Which begs the question: Knowing that, how did the planning commission pass this on through?
There are several negative reports within the EIR that are being completely ignored. It is exactly what happened with the Olsen-Chandler Ranch development. Negative impacts on air quality, traffic, roads, etc. No amount of public input or fact presentations against those negative impacts was given a minute’s worth of consideration. The die was cast.
What I do want to focus on, is if this council will allow, or not allow, the developer to put off the road and infrastructure improvements they promised in the original documents.
The planning department and the city engineer are suggesting that the council approve the project and allow the developers to build and sell a certain amount of homes (hundreds) before they put in those promised improvements.
The city, in its argument for allowing this, is saying that those improvements may not be necessary for years, if ever. And that it puts an undue financial burden on the developer at the beginning of the project.

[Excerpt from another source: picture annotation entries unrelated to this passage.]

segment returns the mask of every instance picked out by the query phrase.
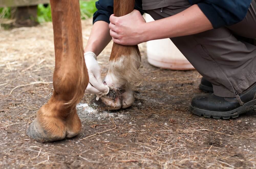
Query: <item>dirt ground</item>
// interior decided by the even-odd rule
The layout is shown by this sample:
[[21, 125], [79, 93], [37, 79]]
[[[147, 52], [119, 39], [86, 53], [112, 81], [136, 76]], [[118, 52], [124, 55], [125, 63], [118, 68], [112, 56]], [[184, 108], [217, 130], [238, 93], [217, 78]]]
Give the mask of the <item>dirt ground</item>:
[[[84, 46], [91, 20], [82, 22]], [[103, 77], [111, 46], [99, 57]], [[80, 134], [42, 144], [25, 132], [53, 90], [51, 23], [0, 32], [0, 168], [256, 168], [256, 114], [230, 120], [192, 114], [200, 75], [152, 66], [145, 44], [140, 47], [145, 79], [134, 85], [132, 106], [100, 112], [88, 107], [85, 95], [77, 107]]]

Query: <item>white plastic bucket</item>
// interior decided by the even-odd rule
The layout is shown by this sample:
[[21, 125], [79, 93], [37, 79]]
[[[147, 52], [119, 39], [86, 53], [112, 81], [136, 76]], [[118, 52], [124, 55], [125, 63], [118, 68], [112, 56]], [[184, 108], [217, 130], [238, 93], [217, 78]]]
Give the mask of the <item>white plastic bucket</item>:
[[[147, 22], [154, 20], [148, 14], [145, 18]], [[169, 39], [147, 42], [147, 51], [148, 62], [157, 67], [180, 70], [195, 69]]]

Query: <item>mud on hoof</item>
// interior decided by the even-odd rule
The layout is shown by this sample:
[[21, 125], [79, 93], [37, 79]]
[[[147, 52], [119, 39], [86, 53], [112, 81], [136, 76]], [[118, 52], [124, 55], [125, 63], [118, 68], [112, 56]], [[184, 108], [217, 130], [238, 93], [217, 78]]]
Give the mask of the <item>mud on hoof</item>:
[[132, 90], [125, 91], [110, 88], [107, 95], [96, 100], [94, 95], [89, 98], [88, 105], [95, 109], [105, 110], [115, 110], [125, 108], [133, 103], [134, 97]]
[[26, 134], [30, 138], [38, 142], [45, 143], [60, 140], [65, 138], [66, 133], [62, 133], [59, 135], [54, 135], [44, 129], [38, 122], [36, 118], [27, 129]]
[[30, 138], [40, 143], [50, 142], [72, 138], [79, 133], [81, 122], [75, 110], [63, 119], [44, 113], [42, 112], [46, 110], [44, 108], [43, 106], [39, 109], [37, 117], [27, 130]]

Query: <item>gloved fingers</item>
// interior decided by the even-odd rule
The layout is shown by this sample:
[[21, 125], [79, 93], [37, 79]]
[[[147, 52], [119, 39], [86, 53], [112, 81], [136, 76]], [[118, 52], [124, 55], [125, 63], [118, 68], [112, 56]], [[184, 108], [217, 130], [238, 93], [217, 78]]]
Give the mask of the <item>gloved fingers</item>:
[[106, 92], [108, 91], [108, 88], [102, 82], [102, 80], [101, 83], [100, 82], [98, 81], [96, 79], [94, 76], [90, 76], [89, 80], [90, 83], [92, 86], [98, 90], [102, 92]]
[[87, 86], [87, 87], [86, 88], [86, 89], [85, 90], [85, 92], [87, 93], [96, 94], [100, 94], [102, 93], [92, 86], [90, 83], [88, 84], [88, 85]]

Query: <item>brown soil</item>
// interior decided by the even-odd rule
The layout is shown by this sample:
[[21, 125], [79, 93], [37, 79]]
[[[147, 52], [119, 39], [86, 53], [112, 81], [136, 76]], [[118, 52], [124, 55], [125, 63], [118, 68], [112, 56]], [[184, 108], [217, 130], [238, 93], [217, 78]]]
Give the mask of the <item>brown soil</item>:
[[[84, 45], [91, 22], [82, 21]], [[132, 106], [111, 112], [78, 107], [82, 126], [77, 136], [44, 144], [30, 140], [26, 130], [53, 90], [53, 35], [51, 23], [0, 32], [0, 168], [256, 167], [256, 115], [230, 120], [193, 115], [189, 106], [193, 96], [202, 93], [200, 76], [150, 65], [144, 44], [145, 79], [134, 85]], [[111, 46], [99, 58], [103, 76]], [[116, 128], [83, 139], [114, 128], [112, 119]]]

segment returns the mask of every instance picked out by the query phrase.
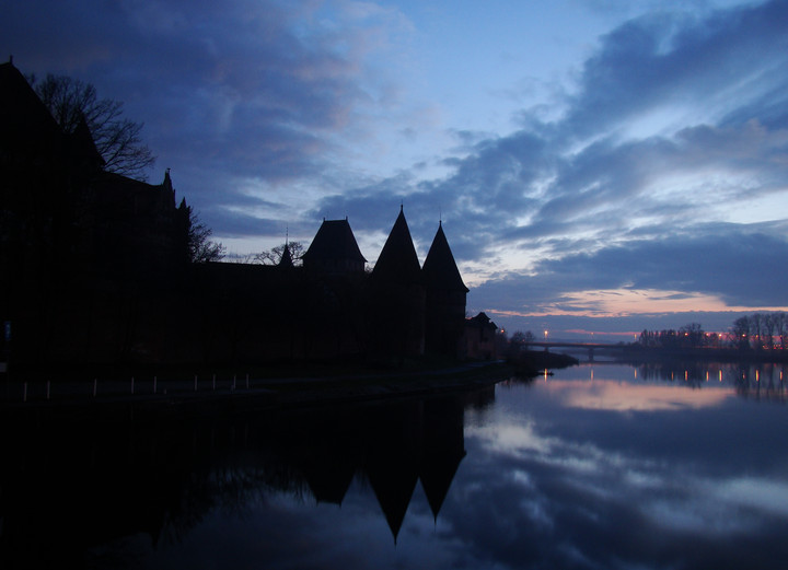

I’m stifling every single sarcastic remark that comes to mind when the city planners suggest we should allow this developer to go back on their word of what their original intentions were.
As far as the developer is concerned, this ain’t their first time at the rodeo. Isn’t adequate financing a criterion for the submission of a project to the city?
So if they claim they don’t have the money for the promised up-front improvements, then wait until you do. Or better yet, scale down the project.
Either way, the “financial burden” on the developer is not your problem or mine. And certainly, it should not be the determining factor in how this council votes.